Many enterprises leverage persistent storage for Kubernetes to enhance the availability and reliability of their Kubernetes clusters. However, some may encounter issues similar to the following:
This problem is caused by the Kubernetes default mechanism. With an improved Pod High Availability (HA) feature, IOMesh prevents this issue and advances Kubernetes cluster availability. In this article, we will dive into the implementation of the Pod HA feature in IOMesh.
Kubernetes has default mechanisms that can lead to high availability failures for Pods when using RWO-type PVCs. If a Kubernetes worker node fails, the associated VolumeAttachment of an RWO PVC may not be deleted as intended due to these mechanisms. This could cause the system to mistakenly believe that the original Pod still uses the PVC, preventing the PVC from being bound to the Pod on the new node and ultimately impacting Pod availability.
The whole process is as follows:
Pod HA failure can be attributed to the incorrect decision made by the Kubernetes attach/detach controller (hereinafter referred to as A/D controller). The A/D controller is a built-in controller in Kubernetes, responsible for deciding which node the volume should be attached to or detached from according to the Pod scheduling decisions issued by the kube-scheduler.
To make an effective intervention, we analyzed the A/D controller’s working principle. This can be simplified as follows:
Now, let’s reframe the story of Pod HA failure in light of the working principle of A/D controller: Suppose Deployment-A manages Pod-A on Node-A and Pod-B on Node-B, and both Pods are bound to an RWO-type PVC. If Node-A loses network connectivity, Pod-A will transition to the Terminating state. In this situation, Kubernetes does not enforce the deletion of Pod-A, so the binding relationship between Pod-A and Node-A still exists in the desiredStateOfWorld cache data of the A/D controller, which will not trigger the deletion of the corresponding VolumeAttachment on Node-A. At this point, Deployment-A detects that the number of running replicas is lower than expected and decides to rebuild Pod-A on Node-C. Due to the default Kubernetes mechanisms for PVCs of RWO types, the A/D controller assumes that the corresponding VolumeAttachment still exists on Node-A and therefore rejects the binding request for Pod-A to the new node. As a result, Pod-A remains stuck in the ContainerCreating state, which eventually leads to high availability failure.
Based on the analysis above, it can be concluded that in order to successfully establish a new binding, either the existing VolumeAttachment needs to be deleted or it should be removed once Pod-A enters the Terminating state.
Initially, we attempted the first option: manually deleting the VolumeAttachment on Node-A to enable the reconstruction of Pod-A on Node-C. This approach yields immediate results and can be done automatically by adding a VolumeAttachment controller within the CSI driver.
However, after analyzing the code of the A/D controller, we found that the user-initiated deletion of VolumeAttachment is an unexpected behavior and may have some risks; When the A/D controller deletes a VolumeAttachment, it updates the cached information in actualStateOfWorld.
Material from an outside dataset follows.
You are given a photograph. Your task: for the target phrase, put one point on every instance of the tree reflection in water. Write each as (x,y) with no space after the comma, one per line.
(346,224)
However, if a user manually deletes a VolumeAttachment, the A/D controller will not be aware of it, resulting in inaccurate cached information in actualStateOfWorld and potentially leading to incorrect decisions by the A/D controller.
Therefore, we believe that it is better to delegate the deletion of the Pod to CSI, allowing the A/D controller to autonomously complete the detach and cache update process. This is how we implement the Pod HA feature in IOMesh.
To prevent the aforementioned issues and enhance cluster high availability, we introduce node awareness to IOMesh, allowing for automatic deletion* and rebuilding of Pods during node failures. * This function is enabled by default. Users can choose to disable this feature manually.
The implementation process of this mechanism is as follows:
The entire Pod HA process takes 7 minutes and 30 seconds. Out of this duration, 1 minute and 30 seconds is the default monitoring time from the node failure to the Pod deletion by CSI. Users can set this time length when configuring the IOMesh CSI driver. The remaining 6 minutes is the fixed time required for PVC detachment from the failed node, which is a predetermined parameter set by Kubernetes for the A/D controller.